陽性者の自宅療養を認めるという政策決定は、コロナ対策の基軸を「感染拡大防止」から「重症者・死者の抑制」へ大転換させた結果の一部でしかない。「基本原則の大転換」を伝えずに「各論の転換」ばかり伝えるのは日本のマスコミの悪弊だ。まさに「木を見て森を見ず」である。
このようなマスコミの報道姿勢は、岸田政権にとって都合がよい。ふつうは「政策転換」を掲げたら、それが失敗したときに政治責任を追及される。しかし「政策転換」自体があいまいなら、失敗したときに責任追及もあいまいになる。だから「○○新聞さん、今回の首相会見の核心は、『感染拡大防止』の旗を降ろしたことにあるんですよ」とわざわざ耳打ちするようなことはしないのだ。
その文脈で岸田首相会見を改めて読むと、「責任回避」の細工があちこちに施されているのがわかる。
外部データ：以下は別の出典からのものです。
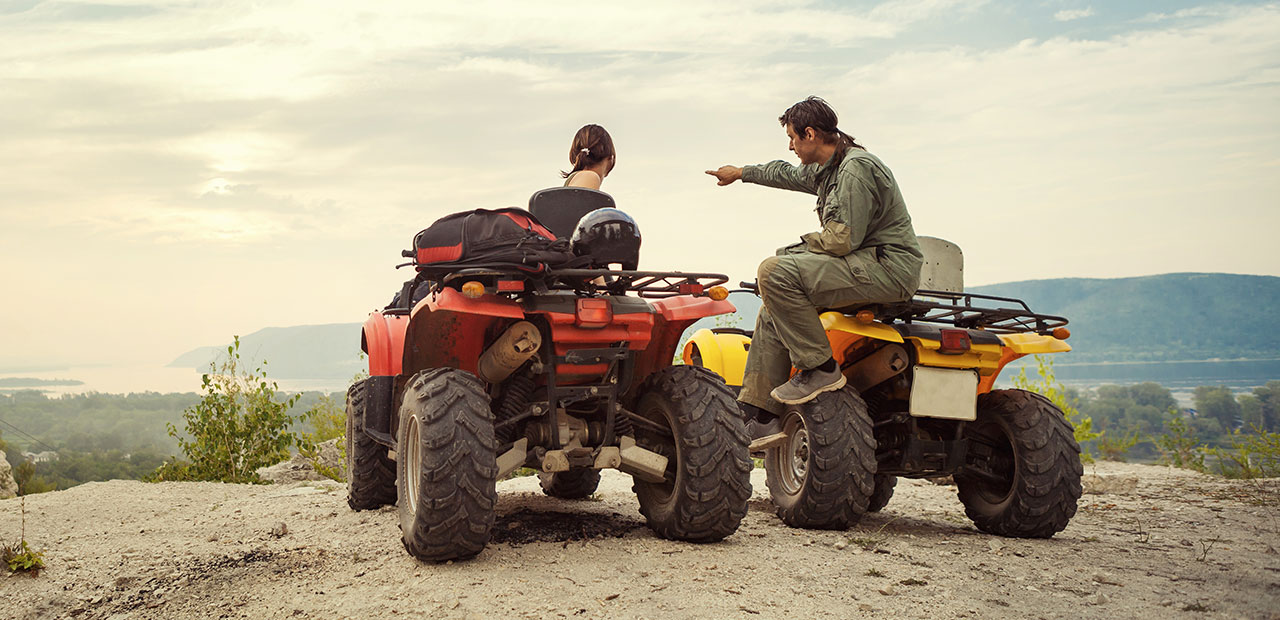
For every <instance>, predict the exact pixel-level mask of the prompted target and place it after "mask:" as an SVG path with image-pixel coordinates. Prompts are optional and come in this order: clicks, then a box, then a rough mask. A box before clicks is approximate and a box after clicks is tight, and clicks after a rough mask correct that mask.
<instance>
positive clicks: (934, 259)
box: [553, 228, 964, 293]
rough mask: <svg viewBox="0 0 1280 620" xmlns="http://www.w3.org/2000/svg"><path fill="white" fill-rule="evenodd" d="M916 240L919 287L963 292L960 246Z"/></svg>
mask: <svg viewBox="0 0 1280 620" xmlns="http://www.w3.org/2000/svg"><path fill="white" fill-rule="evenodd" d="M553 231H554V228H553ZM916 240H918V241H919V242H920V251H922V252H924V266H922V268H920V288H922V290H924V291H947V292H952V293H960V292H964V255H963V254H961V252H960V246H957V245H955V243H952V242H950V241H945V240H940V238H937V237H916Z"/></svg>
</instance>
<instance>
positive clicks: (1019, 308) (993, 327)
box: [846, 290, 1066, 334]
この首相会見の発言要領は「有能」な官僚が書いたに違いない。
まずは「水際対策」を「時間稼ぎ」と位置付けたこと。これでウイルスが国内に流入しても「水際対策の失敗」の責任を問われることはない。次に「市中感染が急速に拡大するという最悪の事態が生じる可能性に備える」という言葉。感染拡大を織り込み済みとすることで、そうなった場合の責任をいまのうちから回避している。そのうえに、岸田首相は記者からの質問にこう答えているのだ。
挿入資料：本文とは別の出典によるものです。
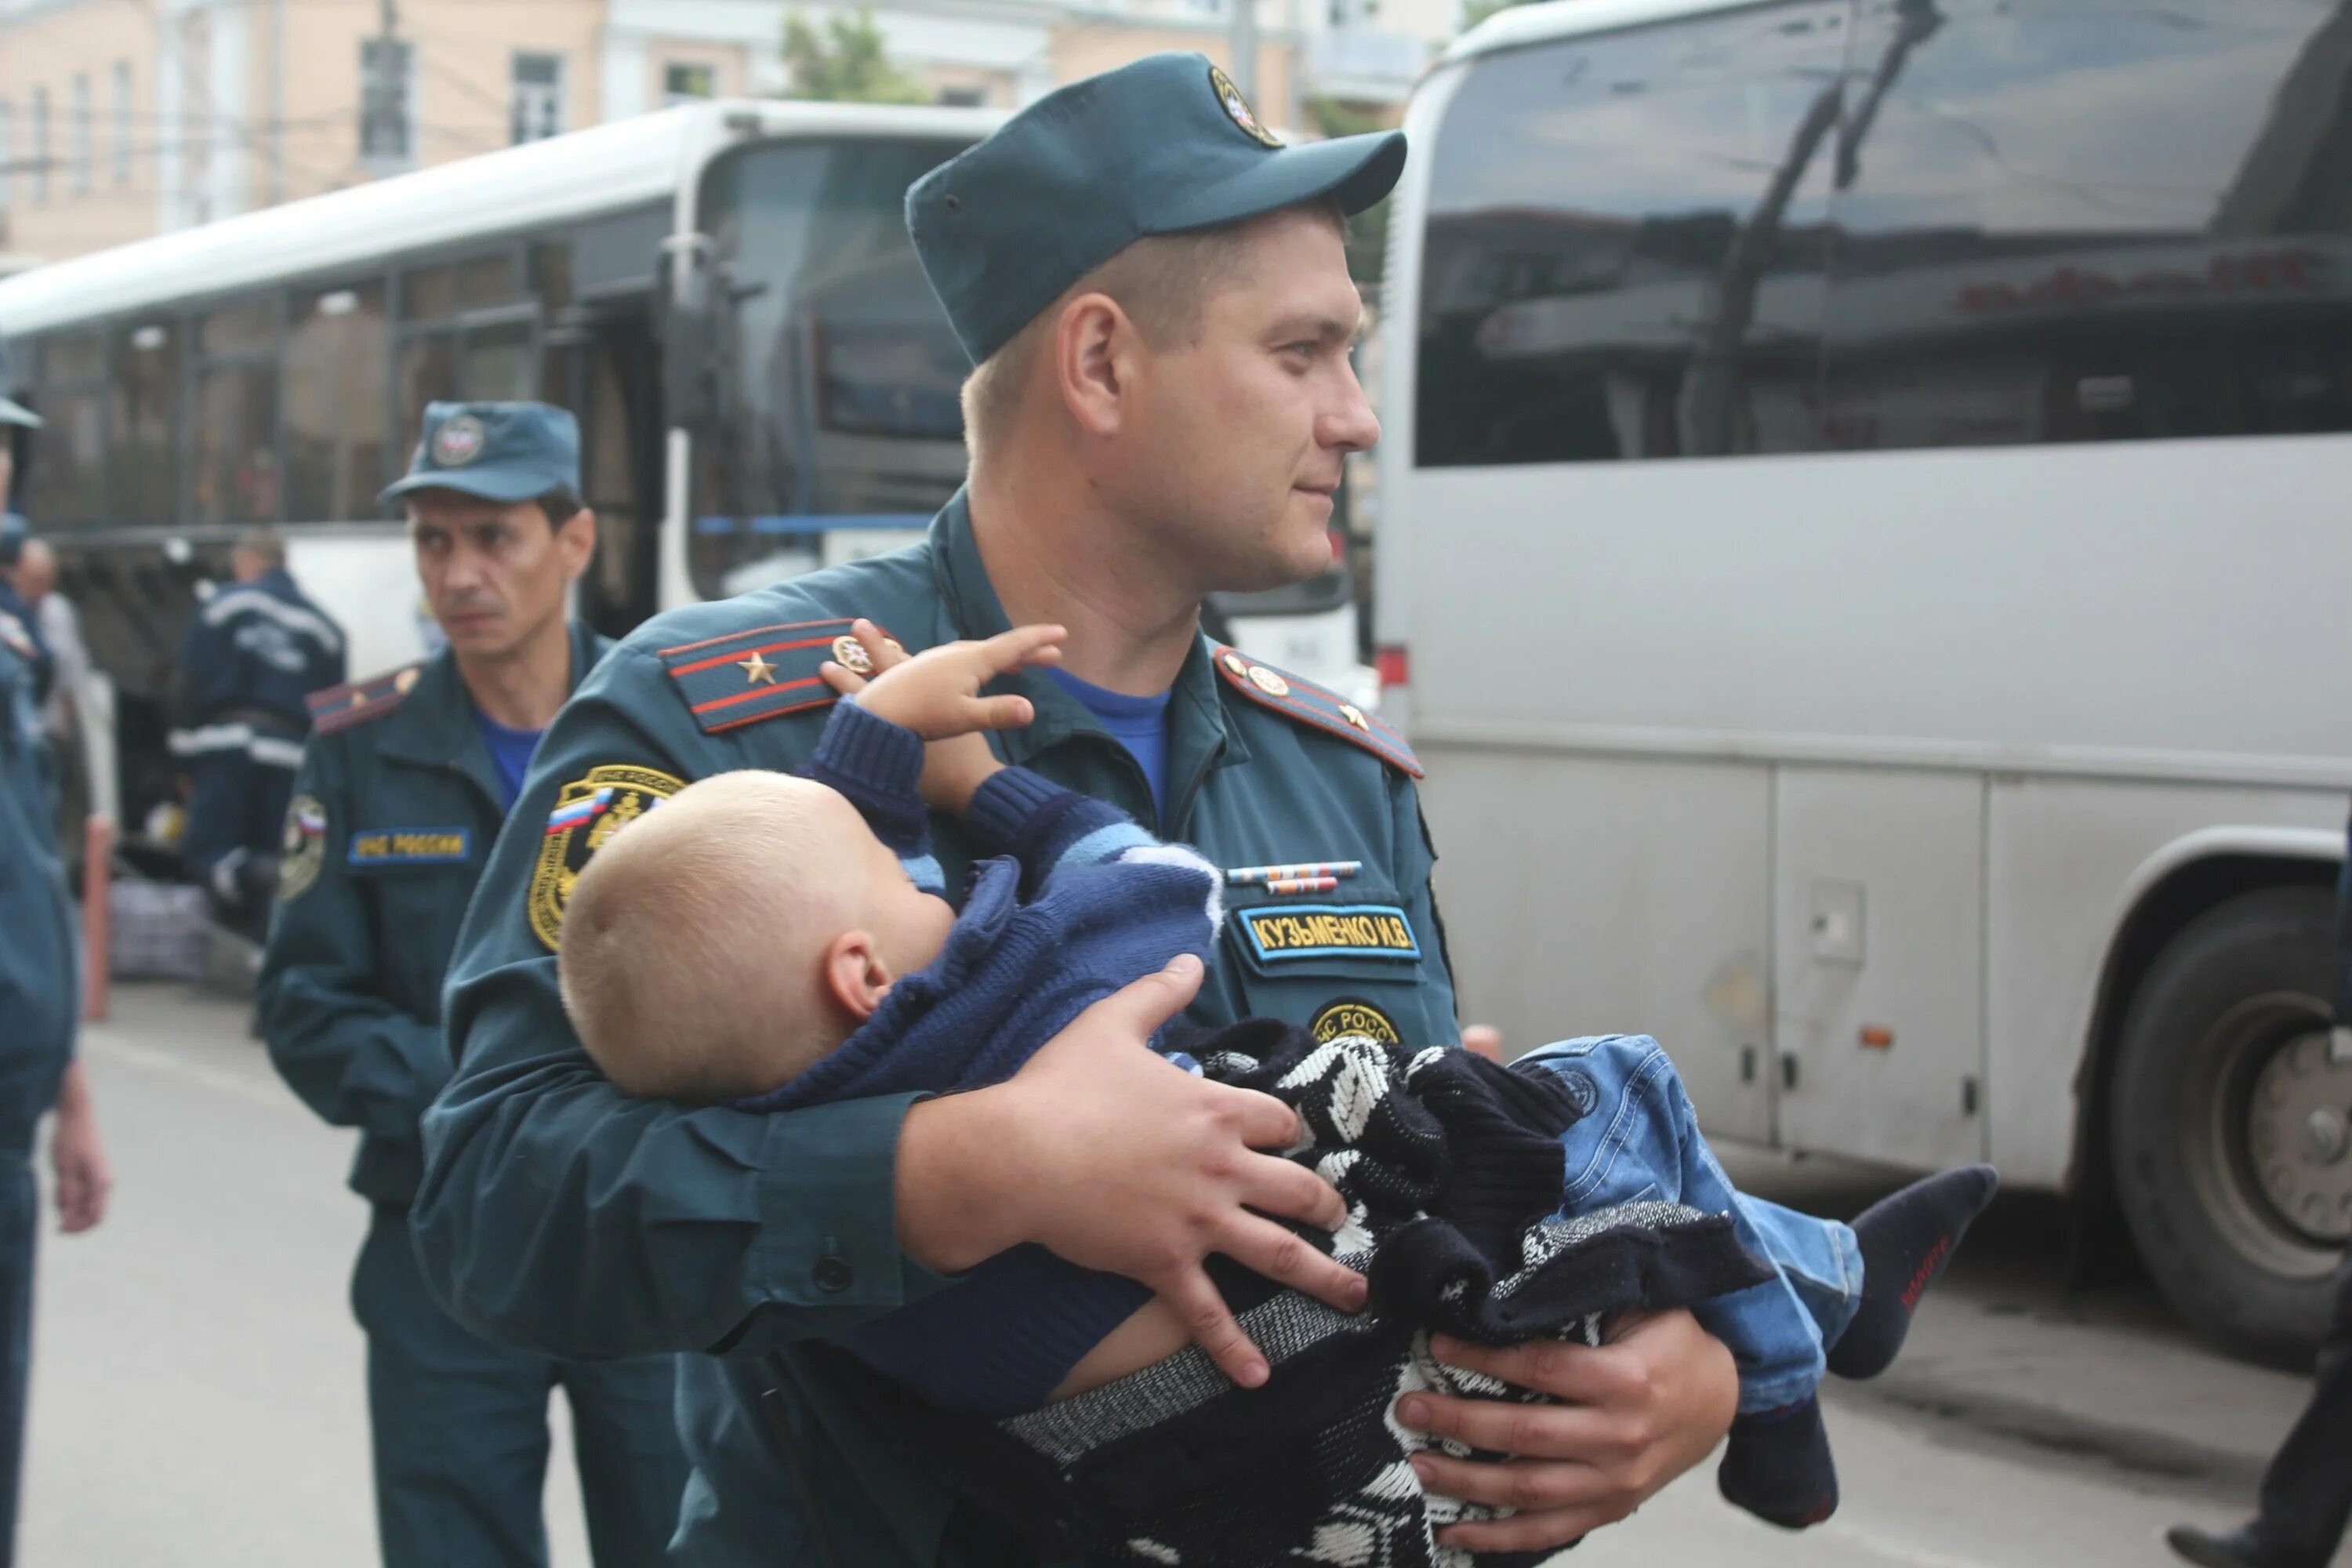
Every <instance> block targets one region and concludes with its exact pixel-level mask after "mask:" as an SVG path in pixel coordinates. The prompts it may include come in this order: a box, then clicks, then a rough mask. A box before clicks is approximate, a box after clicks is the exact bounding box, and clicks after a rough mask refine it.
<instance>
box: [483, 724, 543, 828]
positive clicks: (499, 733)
mask: <svg viewBox="0 0 2352 1568" xmlns="http://www.w3.org/2000/svg"><path fill="white" fill-rule="evenodd" d="M473 722H475V726H480V731H482V745H487V748H489V764H492V766H494V769H499V788H501V792H503V797H501V799H499V806H501V809H503V811H513V806H515V797H517V795H522V776H524V773H527V771H532V752H536V750H539V736H543V733H548V731H543V729H508V726H506V724H499V722H496V719H494V717H489V715H487V712H482V710H480V708H475V710H473Z"/></svg>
こうした取り組みにもかかわらず、感染が再拡大し、病床が逼迫することが見込まれる場合には、国民の理解を丁寧に得つつ、行動制限の強化も機動的に考えていかなければならない。
医療供給体制が逼迫して重症者や死者が急増する危機に備えて、いまのうちから「行動制限」をちらつかせているのである。つまり「医療崩壊」に陥った時、「なぜ野戦病院を用意しなかったのか」「なぜ医師や看護師を大量に確保しておかなかったのか」という政権批判をかわすため、「次の一手」としていまのうちから再び国民に行動制限を課すことを示唆しているのである。
マスコミが政府の政策転換を明確に報じず、それによって政府の責任があいまいになる。この「負の連鎖」が日本の政治をどんどん劣化させていく。
政治記事は本来、政治家の発言を羅列するだけではなく、その真意を読み解く必要がある。解説を含めてはじめて政治記事として成立するのだ。昨今の政治記事は発言を垂れ流すばかりで権力者にいいように使われている。